Canestaro is the first recipient of the Glen Schuster Memorial Scholarship, established in honor Glen Schuster, founder of the Endeavor STEM Teaching Certificate Project, who supported the development of thousands of STEM educators nationally throughout his career. Canestaro received funding to participate in the three course Endeavor STEM Teaching Certificate program and is on track to earn a certificate in STEM Education from Teacher’s College, Columbia University in December 2018.
The rocket he is getting ready to launch in the picture was designed and built by students. He presented a scenario, challenging them to design and build the most aerodynamic rocket following specified constraints. Students followed a project schedule, role played tasks within a team, and justified a realistic project budget. Each team designed a rocket to scale, built it, tested it, and calculated terminal velocity to determine drag coefficients. Once launch day arrived, Canestaro’s students were excited and ready for lift off! Through the integration of AP calculus, physics, arts and design, and following NASA’s engineering design process, Canestaro believes he was able to enhance student learning through application of STEM teaching practices.
Canestaro started the program with Methods of STEM Education. He reflects, “I learned current research and trends in teaching STEM. I was blown away with the projects and discussions each week and came away with so much new knowledge and ideas that I would directly be able to implement in my class.” After his second course, The “E” in STEM: Meaningful Content for Engineering, he shared, “I not only learned how to incorporate engineering practices in my classroom, I was able to get my hands dirty and participate in numerous projects that incorporated the engineering design process.” Canestaro is current finishing his third course, Physical Science in Motion, selected by him from a suite of options.
Working in an NGSS state, Canestaro is as excited about his experience as his students are about rockets. “The program has supported me immensely in thinking about the NGSS as well as incorporating NASA research into my class.

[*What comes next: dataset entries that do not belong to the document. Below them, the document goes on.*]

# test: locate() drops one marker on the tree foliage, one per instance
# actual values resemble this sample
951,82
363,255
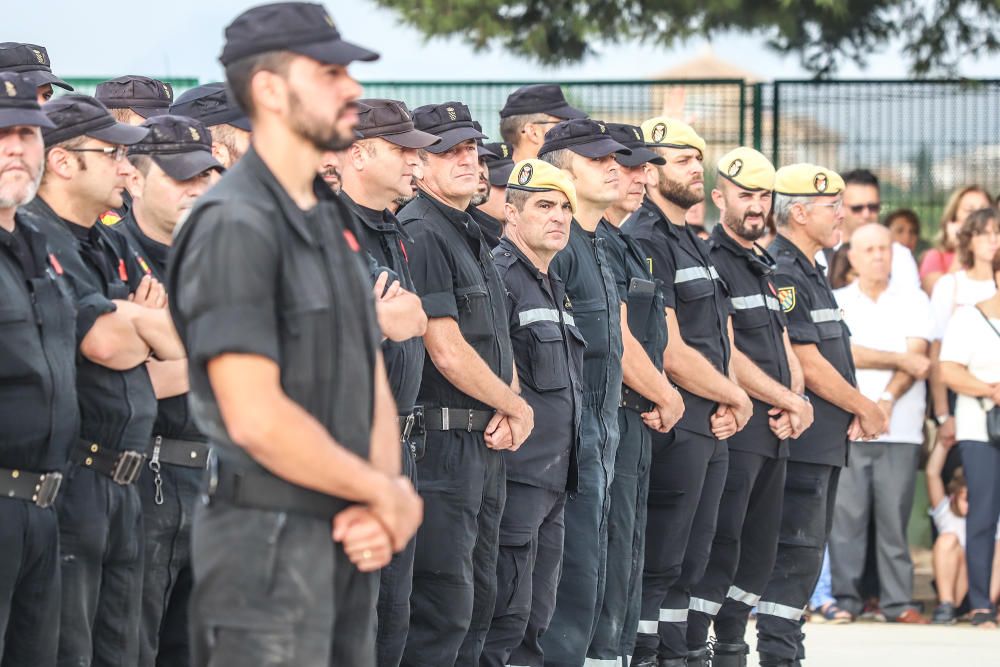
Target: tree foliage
935,34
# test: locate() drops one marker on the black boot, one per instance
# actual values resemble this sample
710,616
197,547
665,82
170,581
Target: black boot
730,655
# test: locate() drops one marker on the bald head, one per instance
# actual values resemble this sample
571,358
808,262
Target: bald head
871,252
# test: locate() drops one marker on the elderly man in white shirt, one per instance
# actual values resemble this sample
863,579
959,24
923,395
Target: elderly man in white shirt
890,333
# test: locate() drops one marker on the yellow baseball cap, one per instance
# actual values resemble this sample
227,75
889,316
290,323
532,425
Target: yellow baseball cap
540,176
748,169
670,133
807,180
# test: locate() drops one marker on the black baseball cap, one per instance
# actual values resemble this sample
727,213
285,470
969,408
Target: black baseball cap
76,115
210,104
391,120
583,136
451,121
147,97
300,27
540,98
180,146
630,136
501,165
19,102
30,60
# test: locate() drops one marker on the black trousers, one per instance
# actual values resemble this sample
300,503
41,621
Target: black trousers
29,585
619,617
743,551
687,477
167,579
101,543
272,589
463,485
531,549
395,585
806,519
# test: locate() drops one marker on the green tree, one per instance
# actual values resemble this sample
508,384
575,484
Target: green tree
935,34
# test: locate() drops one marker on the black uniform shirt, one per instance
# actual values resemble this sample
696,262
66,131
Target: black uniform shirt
456,277
638,290
758,330
585,267
548,351
693,288
39,415
117,408
173,415
814,317
382,236
252,273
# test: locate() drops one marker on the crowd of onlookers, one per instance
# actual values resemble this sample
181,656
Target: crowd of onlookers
925,326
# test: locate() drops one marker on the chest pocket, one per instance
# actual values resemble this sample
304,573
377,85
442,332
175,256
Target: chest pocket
474,312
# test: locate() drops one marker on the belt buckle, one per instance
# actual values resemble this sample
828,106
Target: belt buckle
47,489
127,467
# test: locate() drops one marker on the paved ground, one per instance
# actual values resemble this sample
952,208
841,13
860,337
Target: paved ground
888,645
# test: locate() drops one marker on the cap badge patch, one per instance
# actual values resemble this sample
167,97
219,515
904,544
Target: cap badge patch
524,176
820,182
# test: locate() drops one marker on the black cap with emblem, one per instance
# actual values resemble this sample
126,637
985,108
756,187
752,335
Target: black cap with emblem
30,60
180,146
452,121
210,104
147,97
585,137
300,27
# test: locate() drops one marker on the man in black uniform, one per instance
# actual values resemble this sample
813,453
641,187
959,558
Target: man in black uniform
647,395
746,537
229,125
585,153
39,417
808,215
530,112
471,407
688,468
548,350
100,513
271,296
31,61
375,171
173,166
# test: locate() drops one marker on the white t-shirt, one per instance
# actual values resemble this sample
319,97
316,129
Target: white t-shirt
900,313
969,341
953,290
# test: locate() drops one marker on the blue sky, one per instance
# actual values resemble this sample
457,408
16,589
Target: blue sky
184,37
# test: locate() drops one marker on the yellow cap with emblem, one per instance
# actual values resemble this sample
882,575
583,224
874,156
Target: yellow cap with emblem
670,133
748,169
807,180
539,176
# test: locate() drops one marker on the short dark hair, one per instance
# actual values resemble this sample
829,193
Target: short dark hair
860,177
240,73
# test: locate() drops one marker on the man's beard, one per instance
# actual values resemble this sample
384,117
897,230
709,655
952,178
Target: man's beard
679,194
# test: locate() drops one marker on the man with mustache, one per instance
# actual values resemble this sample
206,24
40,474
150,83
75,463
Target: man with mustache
270,292
746,537
472,411
376,170
688,468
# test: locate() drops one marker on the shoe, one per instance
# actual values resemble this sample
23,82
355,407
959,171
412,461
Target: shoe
912,617
944,614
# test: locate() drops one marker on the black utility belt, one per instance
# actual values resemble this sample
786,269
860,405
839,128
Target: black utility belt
123,467
253,489
456,419
635,401
39,488
186,453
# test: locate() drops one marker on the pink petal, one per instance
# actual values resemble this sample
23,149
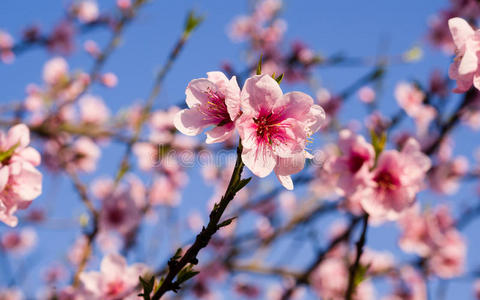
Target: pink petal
469,63
219,133
460,30
260,92
260,161
190,121
18,134
195,92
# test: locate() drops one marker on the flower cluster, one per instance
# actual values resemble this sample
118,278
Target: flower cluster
274,127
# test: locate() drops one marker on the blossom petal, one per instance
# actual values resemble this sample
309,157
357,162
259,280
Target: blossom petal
460,31
219,133
260,93
190,121
195,92
260,161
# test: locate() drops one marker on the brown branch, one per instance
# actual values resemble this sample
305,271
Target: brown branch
354,268
203,238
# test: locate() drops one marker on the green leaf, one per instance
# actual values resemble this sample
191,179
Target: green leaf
259,66
7,154
378,142
185,274
226,222
279,78
192,22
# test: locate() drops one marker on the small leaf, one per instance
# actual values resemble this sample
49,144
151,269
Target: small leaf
378,142
185,274
226,222
7,154
259,66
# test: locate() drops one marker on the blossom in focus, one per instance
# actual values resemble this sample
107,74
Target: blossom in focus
274,128
20,181
115,280
464,69
212,101
397,179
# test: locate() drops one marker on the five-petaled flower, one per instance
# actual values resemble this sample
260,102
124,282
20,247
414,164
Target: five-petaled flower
274,128
212,101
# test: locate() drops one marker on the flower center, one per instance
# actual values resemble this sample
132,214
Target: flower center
269,128
386,180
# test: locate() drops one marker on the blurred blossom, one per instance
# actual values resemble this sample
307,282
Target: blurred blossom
55,71
6,45
86,11
114,280
366,94
20,181
109,80
20,242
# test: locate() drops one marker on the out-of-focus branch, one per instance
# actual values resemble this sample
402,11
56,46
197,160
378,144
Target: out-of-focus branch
203,238
352,276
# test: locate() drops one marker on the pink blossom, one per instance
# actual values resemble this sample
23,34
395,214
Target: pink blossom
445,176
6,45
274,128
449,259
411,286
464,69
120,205
353,167
330,281
11,294
19,242
366,94
87,11
212,101
397,179
109,80
92,48
55,71
20,181
115,279
124,4
476,289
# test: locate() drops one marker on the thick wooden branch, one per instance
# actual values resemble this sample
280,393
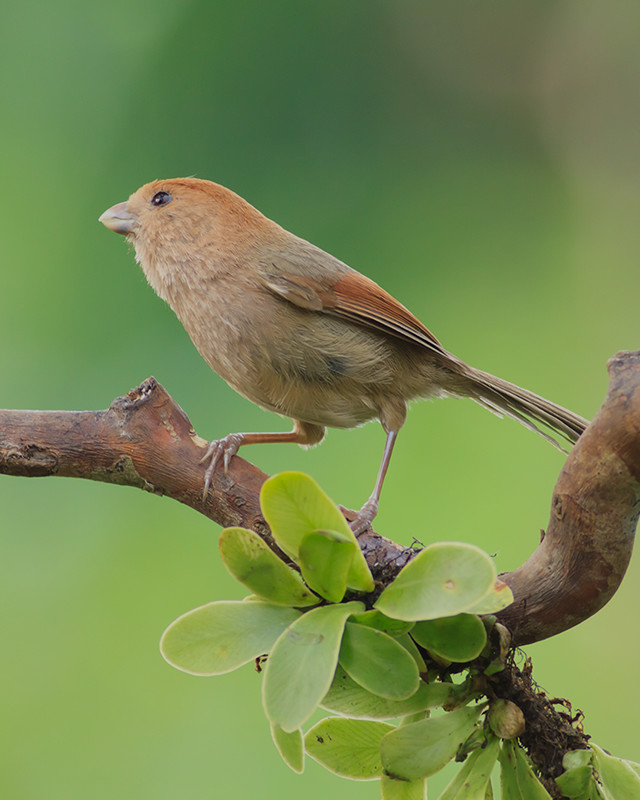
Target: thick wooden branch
145,440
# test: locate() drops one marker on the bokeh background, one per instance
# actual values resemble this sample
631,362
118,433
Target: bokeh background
479,160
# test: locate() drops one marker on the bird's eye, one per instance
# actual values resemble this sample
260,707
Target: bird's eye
161,199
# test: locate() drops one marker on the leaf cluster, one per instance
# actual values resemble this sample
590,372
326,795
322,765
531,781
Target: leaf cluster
329,645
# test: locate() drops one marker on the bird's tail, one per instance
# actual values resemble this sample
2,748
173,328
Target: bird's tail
531,410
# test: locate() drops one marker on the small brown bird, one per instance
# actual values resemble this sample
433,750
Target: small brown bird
295,330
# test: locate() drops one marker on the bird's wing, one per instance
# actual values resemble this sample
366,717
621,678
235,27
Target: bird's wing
356,298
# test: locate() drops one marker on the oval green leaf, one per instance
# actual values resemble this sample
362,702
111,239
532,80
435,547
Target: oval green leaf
474,777
444,579
376,619
348,747
410,646
325,559
423,748
517,779
290,747
302,664
294,505
349,698
252,562
378,663
460,638
222,636
619,778
396,789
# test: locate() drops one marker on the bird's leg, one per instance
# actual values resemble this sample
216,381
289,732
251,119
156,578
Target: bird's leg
304,433
368,512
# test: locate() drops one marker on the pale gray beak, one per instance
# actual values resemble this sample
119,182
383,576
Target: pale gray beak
118,219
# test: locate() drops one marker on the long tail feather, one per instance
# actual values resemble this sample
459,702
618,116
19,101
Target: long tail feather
531,410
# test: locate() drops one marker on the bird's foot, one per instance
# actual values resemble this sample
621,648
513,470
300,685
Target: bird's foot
365,516
224,449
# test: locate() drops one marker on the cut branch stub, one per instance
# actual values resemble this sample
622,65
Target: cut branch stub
145,440
584,555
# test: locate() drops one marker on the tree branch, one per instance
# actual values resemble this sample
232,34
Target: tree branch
144,439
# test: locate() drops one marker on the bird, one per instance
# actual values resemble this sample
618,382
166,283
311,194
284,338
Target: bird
297,331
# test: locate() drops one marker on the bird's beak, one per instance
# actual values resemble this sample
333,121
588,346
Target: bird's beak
118,219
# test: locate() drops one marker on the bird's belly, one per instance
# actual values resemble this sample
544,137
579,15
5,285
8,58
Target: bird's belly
320,370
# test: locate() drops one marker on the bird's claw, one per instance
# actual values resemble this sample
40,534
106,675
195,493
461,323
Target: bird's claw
364,517
224,449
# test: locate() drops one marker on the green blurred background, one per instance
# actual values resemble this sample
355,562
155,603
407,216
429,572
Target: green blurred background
479,160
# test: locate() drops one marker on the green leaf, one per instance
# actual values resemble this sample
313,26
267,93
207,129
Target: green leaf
290,747
410,646
444,579
349,698
378,663
498,597
576,782
254,564
294,505
517,779
474,777
325,559
302,664
348,747
376,619
618,777
577,758
222,636
398,789
460,638
423,748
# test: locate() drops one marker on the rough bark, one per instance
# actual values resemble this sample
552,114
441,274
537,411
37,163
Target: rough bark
144,439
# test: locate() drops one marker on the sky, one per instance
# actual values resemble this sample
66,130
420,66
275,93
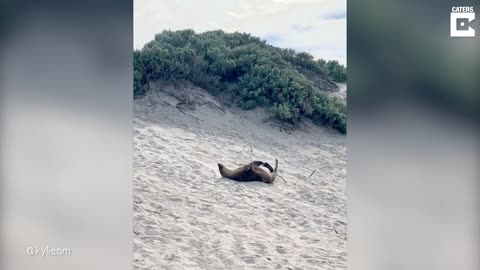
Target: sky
314,26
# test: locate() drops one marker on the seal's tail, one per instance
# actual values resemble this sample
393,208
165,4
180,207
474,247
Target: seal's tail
274,173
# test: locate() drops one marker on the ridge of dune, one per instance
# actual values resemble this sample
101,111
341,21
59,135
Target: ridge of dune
187,217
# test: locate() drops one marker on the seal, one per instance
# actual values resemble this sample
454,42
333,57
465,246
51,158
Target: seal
250,172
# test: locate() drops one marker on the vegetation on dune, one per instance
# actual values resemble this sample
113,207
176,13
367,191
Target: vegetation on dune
257,73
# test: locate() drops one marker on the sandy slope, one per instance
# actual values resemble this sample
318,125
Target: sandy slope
187,217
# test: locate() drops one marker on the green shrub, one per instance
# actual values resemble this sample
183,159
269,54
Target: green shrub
262,75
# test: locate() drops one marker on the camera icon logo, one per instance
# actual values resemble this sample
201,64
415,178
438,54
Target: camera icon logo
461,19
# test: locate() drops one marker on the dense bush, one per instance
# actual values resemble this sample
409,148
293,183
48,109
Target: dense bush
263,75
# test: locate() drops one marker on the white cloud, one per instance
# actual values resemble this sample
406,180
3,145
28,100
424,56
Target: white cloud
299,23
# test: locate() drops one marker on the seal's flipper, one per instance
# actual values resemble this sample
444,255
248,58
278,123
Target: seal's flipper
266,165
256,163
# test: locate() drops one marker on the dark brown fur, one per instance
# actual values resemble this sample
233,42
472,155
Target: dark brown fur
250,172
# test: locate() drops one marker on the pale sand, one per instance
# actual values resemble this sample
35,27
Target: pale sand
187,217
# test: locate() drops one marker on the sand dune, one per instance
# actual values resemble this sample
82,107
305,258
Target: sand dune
187,217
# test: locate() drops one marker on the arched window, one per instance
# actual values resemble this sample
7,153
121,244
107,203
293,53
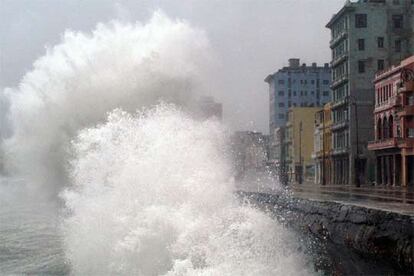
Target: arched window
391,127
379,129
385,128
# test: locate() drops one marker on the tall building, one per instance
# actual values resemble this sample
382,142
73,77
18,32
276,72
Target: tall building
299,143
249,150
323,145
296,86
366,36
207,107
394,125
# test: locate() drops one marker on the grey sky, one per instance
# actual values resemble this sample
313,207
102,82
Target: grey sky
250,38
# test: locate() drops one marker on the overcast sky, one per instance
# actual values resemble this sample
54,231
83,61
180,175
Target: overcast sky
251,38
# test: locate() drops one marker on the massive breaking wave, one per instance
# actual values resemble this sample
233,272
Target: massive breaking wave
87,75
153,195
146,192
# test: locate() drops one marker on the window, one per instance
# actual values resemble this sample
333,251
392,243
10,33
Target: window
380,65
398,46
397,21
380,42
410,132
360,20
361,44
361,66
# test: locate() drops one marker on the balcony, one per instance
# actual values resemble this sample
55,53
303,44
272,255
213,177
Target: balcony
383,144
407,110
338,81
339,151
390,103
338,102
339,59
339,125
407,87
338,38
406,143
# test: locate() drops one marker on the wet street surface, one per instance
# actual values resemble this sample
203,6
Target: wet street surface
392,199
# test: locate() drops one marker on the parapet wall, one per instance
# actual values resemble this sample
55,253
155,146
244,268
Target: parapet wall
370,232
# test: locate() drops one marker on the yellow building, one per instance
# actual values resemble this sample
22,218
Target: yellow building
299,143
323,145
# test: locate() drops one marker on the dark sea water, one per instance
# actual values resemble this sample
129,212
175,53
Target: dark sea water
31,244
30,240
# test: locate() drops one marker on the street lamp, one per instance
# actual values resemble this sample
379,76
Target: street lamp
300,153
352,101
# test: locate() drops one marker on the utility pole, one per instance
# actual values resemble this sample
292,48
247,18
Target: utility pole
352,101
300,153
323,147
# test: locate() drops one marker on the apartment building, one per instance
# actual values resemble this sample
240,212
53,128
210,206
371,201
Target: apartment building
394,125
366,37
296,85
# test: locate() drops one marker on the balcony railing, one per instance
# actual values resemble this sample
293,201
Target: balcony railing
339,59
339,80
391,102
339,125
338,151
407,111
383,144
338,38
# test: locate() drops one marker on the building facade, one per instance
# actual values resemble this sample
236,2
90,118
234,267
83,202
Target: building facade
366,37
296,86
207,107
249,150
299,143
394,125
323,145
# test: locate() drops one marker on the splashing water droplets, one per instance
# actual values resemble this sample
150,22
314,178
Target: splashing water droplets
148,192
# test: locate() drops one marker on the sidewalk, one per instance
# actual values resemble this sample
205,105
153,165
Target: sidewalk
392,199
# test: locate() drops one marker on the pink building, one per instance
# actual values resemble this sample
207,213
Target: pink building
394,125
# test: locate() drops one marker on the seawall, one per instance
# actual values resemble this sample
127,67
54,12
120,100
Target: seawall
369,232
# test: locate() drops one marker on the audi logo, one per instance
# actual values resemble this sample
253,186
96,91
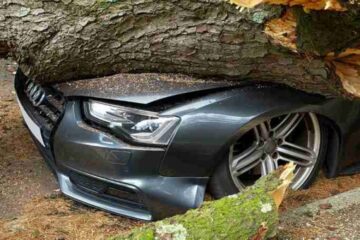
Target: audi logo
35,93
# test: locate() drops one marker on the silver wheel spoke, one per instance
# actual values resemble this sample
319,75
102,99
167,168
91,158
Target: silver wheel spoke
287,126
263,130
294,153
267,166
294,137
245,164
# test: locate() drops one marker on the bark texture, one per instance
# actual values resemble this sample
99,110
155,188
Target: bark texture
63,40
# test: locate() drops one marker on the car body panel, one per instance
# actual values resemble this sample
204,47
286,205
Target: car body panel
171,179
139,88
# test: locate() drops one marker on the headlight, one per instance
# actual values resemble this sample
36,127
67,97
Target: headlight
138,125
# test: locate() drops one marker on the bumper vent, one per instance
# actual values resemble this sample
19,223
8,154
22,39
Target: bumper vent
47,103
105,190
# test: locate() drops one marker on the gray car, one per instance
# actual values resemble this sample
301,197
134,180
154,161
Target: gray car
150,148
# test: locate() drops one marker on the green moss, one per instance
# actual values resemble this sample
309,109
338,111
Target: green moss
145,233
233,218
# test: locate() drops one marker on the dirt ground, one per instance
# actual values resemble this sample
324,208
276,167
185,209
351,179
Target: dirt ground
32,208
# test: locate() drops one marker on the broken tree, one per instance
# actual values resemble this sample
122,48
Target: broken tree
309,45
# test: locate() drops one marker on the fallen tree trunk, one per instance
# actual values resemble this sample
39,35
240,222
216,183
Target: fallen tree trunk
251,214
64,40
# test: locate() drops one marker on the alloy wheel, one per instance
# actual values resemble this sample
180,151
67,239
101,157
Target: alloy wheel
294,137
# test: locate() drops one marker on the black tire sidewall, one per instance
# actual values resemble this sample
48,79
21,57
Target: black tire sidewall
221,183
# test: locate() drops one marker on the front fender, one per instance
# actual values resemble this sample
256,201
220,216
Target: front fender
210,124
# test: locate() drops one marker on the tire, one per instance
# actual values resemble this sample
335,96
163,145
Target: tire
222,182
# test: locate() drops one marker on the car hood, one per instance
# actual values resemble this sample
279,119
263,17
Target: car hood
139,88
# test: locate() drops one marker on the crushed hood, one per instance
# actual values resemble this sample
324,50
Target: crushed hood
139,88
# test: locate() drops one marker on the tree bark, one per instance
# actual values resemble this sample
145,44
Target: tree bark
56,41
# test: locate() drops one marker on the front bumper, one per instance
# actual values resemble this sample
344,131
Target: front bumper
99,170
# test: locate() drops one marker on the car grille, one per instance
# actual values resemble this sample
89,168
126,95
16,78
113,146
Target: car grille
47,104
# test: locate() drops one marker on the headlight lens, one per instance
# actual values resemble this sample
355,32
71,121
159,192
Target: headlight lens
140,126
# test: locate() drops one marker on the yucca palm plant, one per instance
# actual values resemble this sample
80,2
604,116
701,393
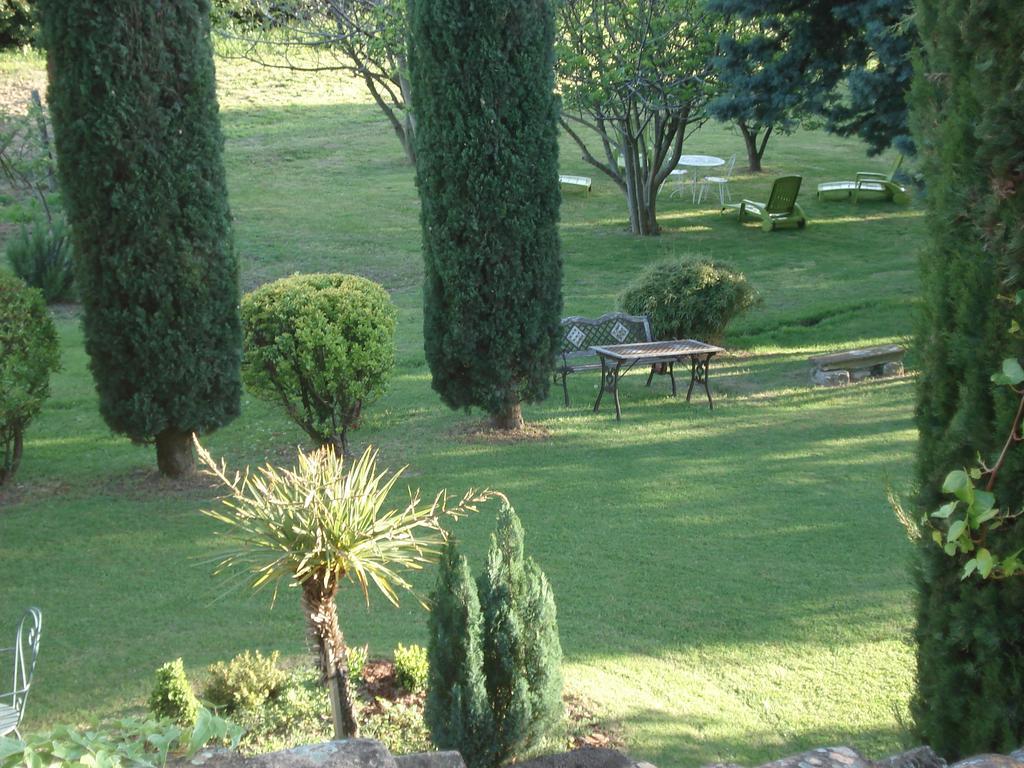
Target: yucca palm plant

I cannot recommend this program enough to any educator looking to improve their craft, incorporate STEM in their classes, and/or transition their lessons to the new NGSS standards.” Canestaro will complete a STEM Leadership Project, the culmination of the ivy-league certificate program. His collaborative outlook on his profession is clear, “I have shared a ton of what I have learned with colleagues, which in turn has helped their practice. The program has also opened up a wonderful world of inquiry, research, and collaboration that I never knew about, through discussions in the online forums.”
Charles is exactly the type of teacher we hope to support at Endeavor, says Karen Woodruff, Project Director. “He is enthusiastic about STEM and dedicated to learning how to engage students in meaningful analysis of authentic, real-world data. We look forward to welcoming the next awardee of the Glen Schuster Scholarship in December.”
The application window for the 2019 Glen Schuster Memorial Scholarship is October 22 to November 24th. The winner will be announced on December 10th and will participate in the Spring 2019 cohort.